This is on DSE 6.0.9, both locally (single-node tarball), and in a QA env (3 nodes, package install).
I have a domain which partitions nicely by owner, so I'm using owner_id as the partitioning for all types. An example is the person vertex label with schema along the lines of:
schema.vertexLabel("person"). partitionKey("pkey"). clusteringKey("ckey"). properties("owner_id", "person_id", "name"). create() schema.vertexLabel("person"). index("person_by_person_id"). materialized(). by("person_id"). add()
in which: pkey = owner_id and ckey = person_id
(yes, I still prefer to have pkey/ckey properties separate from my domain objects)
In most cases, we should have between 1 and 8 persons for a given pkey.
I would like to just grab them (or the cars, or addresses) by the pkey value. Something like the following would be nice:
g.V().has('person','pkey','pkey_value').toList()
However, when I attempt this I get alerts about:
- missing indexes (Could not find an index on vertices labeled 'person' to answer the condition: '((label = person & pkey WITHIN [[pkey_value]))'. Current indexes are: person_by_person_id(Materialized)->person_id)
- allow_scan (Graph scan is NOT suitable...)
- timeouts (<SELECT ~~vertex_exists FROM person_p WHERE ~~vertex_exists = true LIMIT 200000>, time 7408 msec - slow timeout 500 msec)
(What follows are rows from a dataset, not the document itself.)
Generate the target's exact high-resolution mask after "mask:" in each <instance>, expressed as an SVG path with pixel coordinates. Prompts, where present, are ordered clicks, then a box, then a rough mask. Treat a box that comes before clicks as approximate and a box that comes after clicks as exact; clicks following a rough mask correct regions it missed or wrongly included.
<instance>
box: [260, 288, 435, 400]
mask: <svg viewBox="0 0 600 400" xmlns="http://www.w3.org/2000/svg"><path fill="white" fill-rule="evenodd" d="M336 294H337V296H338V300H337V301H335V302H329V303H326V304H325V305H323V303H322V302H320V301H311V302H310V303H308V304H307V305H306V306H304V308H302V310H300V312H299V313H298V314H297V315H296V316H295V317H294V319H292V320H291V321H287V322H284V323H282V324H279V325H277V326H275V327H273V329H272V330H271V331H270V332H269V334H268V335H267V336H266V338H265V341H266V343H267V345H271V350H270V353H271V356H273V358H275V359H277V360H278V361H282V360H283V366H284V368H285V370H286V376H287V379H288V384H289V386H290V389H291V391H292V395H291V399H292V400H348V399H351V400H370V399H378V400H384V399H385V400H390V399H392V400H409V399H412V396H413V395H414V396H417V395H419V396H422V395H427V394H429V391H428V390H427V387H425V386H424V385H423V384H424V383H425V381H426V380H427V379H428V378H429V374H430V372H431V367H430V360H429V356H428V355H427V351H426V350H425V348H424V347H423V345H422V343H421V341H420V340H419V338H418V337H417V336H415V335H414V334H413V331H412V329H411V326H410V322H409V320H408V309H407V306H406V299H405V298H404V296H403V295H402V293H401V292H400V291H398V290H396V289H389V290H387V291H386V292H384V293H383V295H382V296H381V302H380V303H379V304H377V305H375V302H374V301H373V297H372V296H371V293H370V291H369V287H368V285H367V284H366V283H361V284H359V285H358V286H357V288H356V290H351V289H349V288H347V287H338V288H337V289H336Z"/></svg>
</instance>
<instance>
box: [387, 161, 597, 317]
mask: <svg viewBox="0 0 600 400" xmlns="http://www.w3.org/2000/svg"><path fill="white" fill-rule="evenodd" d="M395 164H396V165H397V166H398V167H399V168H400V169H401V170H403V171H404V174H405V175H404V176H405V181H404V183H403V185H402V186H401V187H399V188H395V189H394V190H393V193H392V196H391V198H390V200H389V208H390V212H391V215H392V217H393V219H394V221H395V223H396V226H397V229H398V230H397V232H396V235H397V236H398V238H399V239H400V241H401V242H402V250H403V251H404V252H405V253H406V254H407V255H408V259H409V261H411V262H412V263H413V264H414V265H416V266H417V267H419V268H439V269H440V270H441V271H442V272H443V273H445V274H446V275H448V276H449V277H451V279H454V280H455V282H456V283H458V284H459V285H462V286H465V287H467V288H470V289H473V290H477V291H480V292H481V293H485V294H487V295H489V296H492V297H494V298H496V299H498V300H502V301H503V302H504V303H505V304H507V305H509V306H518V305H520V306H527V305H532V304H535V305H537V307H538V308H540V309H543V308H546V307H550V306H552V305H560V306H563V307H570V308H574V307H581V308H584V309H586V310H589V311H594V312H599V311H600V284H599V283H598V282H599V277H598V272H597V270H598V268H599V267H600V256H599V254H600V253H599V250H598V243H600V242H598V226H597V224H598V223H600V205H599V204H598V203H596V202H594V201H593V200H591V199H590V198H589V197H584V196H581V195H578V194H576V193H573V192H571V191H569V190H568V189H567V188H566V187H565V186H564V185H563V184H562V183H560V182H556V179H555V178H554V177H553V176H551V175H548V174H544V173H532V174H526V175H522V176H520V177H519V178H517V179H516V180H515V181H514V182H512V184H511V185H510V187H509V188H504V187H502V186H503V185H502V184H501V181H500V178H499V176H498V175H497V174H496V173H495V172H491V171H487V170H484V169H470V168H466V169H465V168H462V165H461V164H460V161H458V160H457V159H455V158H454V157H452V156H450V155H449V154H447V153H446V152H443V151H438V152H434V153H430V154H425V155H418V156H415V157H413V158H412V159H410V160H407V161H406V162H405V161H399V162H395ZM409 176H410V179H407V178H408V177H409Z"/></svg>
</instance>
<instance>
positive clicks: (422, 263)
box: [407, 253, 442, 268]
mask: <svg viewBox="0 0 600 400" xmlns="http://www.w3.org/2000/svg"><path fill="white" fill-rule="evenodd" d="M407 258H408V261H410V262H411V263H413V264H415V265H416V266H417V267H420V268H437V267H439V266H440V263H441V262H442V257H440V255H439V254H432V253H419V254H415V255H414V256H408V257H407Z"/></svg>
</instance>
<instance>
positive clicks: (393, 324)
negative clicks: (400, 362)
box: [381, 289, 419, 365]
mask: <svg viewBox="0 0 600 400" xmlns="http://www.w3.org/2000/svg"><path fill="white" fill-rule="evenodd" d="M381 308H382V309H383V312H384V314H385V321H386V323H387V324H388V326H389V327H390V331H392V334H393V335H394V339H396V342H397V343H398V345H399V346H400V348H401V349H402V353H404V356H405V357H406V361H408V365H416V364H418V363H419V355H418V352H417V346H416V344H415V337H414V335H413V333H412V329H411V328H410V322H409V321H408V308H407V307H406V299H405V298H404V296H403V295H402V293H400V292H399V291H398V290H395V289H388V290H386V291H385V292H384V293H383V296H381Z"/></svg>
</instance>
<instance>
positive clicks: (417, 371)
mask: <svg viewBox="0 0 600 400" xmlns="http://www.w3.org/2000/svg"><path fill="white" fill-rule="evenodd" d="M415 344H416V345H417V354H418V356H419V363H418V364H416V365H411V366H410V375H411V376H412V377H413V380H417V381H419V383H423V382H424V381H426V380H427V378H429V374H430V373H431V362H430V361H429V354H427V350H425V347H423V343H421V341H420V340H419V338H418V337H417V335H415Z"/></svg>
But... I can get something pretty close to what I'm looking for with:
SELECT * FROM person_p WHERE pkey = 'pkey_value';
So my question: Should it be possible to query based just on the configured partitionKey() property in DSE 6.0.9?
I'm considering multiple work-arounds, including:
- Build a more complex traverser to start a specific vertex based on a label/pkey/ckey set and then go around the partition and collect the type
- Query the Cassandra tables directly
- Query the source system, which now also has knowledge of this ownership partition value.
- Add a materialized() index on the owner_id property (though the cardinalities aren't ideal)
- move up the schedule for our upgrade to 6.7 (though I was hoping to go to 6.8 or later next)
Oddly, it works fine in my test suite with a toy graph. It just seems to fail when I try to run the queries against production-sized data.